Wednesday, February 17, 2010

Mendengar

Oleh Udo Z. Karzi

"Dalam keheningan, kita bisa mendengar dan didengar." (Subcomandante Marcos)

DUNIA ini penuh keberengsekan. Dalam berbagai kesempatan kita merasa perlu memaki, berteriak-teriak, mengkritik, atau minimal memberikan saran. Terlalu banyak yang tidak ideal--apalagi kalau ukuran yang dipakai adalah pemikiran kita sendiri.

Masalahnya, kita lupa. Orang lain boleh saja lebih pintar dari kita. Mereka punya argumen yang logis untuk berbuat di luar kelaziman. Setiap orang punya self defense mechanism di dalam dirinya.

Okelah, kritik kita benar. Tapi, tetap saja akan melawan sampai titik ludah penghabisan. Soalnya, tidak seorang pun senang dikritik. Mungkin secara lisan dia akan bilang, "Senang sekali dengan masukan Anda," tetapi dalam hatinya sebenarnya ngedumel, "Ini orang sok tahu bener ya!"

Dunia ini terlalu besar untuk ikut aturan main kita. Ada banyak cara dan jalan yang boleh dipilih oleh siapa pun. Ya, itulah perbedaan yang harus kita hormati tanpa harus mempertegas perbedaan itu karena sesungguhnya kita juga memiliki banyak persamaan. Cara menemukannya adalah dengan jalan mendengarkan.

MENDENGAR. Apa pula sulitnya. Itu kan cuma rutinitas saja. Tapi, jangan anggap remeh mendengar. Mendengar bukan sekadar menangkap suara. Mendengar adalah sebuah proses menciptakan harmoni.
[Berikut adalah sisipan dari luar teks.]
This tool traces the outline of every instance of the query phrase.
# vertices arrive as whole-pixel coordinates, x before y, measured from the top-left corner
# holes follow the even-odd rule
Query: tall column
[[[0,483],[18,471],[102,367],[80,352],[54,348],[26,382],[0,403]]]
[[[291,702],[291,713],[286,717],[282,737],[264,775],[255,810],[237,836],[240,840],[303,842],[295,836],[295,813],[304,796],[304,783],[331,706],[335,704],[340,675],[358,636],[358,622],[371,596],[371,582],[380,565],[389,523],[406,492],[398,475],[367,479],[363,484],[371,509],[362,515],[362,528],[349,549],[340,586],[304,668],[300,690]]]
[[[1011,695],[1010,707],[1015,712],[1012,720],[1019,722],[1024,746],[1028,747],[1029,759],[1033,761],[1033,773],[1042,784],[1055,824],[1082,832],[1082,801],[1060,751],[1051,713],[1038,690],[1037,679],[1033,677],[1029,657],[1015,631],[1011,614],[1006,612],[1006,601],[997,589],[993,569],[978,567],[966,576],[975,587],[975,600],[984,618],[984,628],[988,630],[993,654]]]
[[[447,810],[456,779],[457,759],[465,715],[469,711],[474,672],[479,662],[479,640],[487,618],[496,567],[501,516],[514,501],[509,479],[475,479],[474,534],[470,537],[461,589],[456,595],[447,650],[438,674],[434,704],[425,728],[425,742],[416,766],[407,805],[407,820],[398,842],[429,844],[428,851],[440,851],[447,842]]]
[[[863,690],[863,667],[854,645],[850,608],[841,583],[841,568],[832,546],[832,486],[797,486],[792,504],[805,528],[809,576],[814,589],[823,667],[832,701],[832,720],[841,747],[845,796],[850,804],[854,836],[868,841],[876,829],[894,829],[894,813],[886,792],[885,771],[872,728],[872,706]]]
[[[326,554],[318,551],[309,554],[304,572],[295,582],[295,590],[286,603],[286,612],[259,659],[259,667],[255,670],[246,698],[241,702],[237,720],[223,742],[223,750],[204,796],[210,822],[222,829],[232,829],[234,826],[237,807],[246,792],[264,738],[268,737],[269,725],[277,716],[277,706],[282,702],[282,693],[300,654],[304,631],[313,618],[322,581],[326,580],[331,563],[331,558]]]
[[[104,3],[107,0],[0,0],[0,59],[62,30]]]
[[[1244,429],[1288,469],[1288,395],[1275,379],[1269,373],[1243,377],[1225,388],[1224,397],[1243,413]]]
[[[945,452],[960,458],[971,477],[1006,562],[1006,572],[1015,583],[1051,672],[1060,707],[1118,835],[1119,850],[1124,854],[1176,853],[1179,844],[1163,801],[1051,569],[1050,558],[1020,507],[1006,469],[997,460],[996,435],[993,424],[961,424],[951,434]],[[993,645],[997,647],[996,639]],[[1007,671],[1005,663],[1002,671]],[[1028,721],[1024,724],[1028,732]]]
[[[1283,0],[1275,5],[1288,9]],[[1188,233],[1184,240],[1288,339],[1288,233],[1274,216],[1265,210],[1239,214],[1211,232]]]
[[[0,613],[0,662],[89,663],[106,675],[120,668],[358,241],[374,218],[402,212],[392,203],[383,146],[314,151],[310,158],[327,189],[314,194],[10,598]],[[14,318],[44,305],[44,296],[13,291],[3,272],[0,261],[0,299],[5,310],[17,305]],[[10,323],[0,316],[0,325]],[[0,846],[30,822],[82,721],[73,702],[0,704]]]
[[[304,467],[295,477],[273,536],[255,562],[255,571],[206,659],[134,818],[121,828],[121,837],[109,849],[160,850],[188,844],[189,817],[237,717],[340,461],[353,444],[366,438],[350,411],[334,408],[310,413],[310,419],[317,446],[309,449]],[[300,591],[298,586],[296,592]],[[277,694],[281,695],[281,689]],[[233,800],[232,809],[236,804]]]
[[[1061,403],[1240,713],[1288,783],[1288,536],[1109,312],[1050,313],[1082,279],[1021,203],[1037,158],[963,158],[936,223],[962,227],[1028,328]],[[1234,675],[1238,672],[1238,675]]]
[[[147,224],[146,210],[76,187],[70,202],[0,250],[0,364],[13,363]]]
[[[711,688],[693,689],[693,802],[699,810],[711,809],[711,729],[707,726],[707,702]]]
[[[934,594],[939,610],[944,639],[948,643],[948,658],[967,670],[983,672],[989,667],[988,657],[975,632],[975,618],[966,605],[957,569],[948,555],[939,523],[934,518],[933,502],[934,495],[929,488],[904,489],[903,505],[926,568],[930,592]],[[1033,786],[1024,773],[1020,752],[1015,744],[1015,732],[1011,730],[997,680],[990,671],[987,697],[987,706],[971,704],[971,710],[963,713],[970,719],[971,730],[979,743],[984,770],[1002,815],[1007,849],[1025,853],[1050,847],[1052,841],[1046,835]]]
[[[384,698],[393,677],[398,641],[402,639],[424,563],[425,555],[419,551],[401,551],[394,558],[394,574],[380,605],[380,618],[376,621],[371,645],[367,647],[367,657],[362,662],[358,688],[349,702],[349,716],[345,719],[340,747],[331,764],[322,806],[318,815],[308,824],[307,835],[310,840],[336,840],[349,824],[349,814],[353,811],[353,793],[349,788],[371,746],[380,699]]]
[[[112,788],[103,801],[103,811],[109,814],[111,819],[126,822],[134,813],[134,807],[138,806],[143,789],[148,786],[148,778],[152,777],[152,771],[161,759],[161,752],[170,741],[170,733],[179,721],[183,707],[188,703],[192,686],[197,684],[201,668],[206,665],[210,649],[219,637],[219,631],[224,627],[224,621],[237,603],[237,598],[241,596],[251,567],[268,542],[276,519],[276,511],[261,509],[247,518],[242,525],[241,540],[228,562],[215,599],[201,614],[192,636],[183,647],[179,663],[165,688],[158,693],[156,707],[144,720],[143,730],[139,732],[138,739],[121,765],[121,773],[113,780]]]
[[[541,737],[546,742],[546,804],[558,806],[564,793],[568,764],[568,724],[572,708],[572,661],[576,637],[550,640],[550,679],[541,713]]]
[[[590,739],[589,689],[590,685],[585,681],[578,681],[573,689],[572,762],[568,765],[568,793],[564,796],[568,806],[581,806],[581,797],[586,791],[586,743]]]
Sebuah proses panjang yang butuh peruntuhan ego secara simultan, tidak sekadar pergi meninggalkannya setelah semuanya usai.

Mendengar adalah seni bagaimana melegakan setiap hati. "Mari kita saling mendengar agar bisa saling mengerti," begitu bunyi salah satu komunike gerakan Zapatista di Meksiko. Bila kita saling mendengar, tak bakal ada penindasan. Kematian rasa terjadi karena kita ogah mendengar. Ketulian kita menyebabkan kita tak mengerti dan tak memahami orang lain.

Mendengarkan adalah suatu proses yang menentukan, apakah hubungan akan berlanjut secara efektif dengan orang lain atau tidak. Ini memerlukan kekuatan emosional. Mendengarkan memerlukan kesabaran, keterbukaan, dan keinginan untuk mengerti perasaan orang lain. Tentu saja, untuk mencapai pola ideal seperti ini diperlukan proses ke lapangan dada yang harus dilakukan dan dipelajari terus-menerus hingga menjadi bagian yang tidak terpisahkan dari keseharian.

Bentrok atau kekerasan yang memakan korban terjadi karena para pihak mengabaikan sikap mengalah dan mau mendengarkan apa satu sama lain. Padahal, tindakan mendengarkan ini memiliki kekuatan emosional yang mampu meredam ketegangan. Namun, mereka mengabaikannya. Akibatnya, terjadilah apa yang seharusnya tidak perlu terjadi.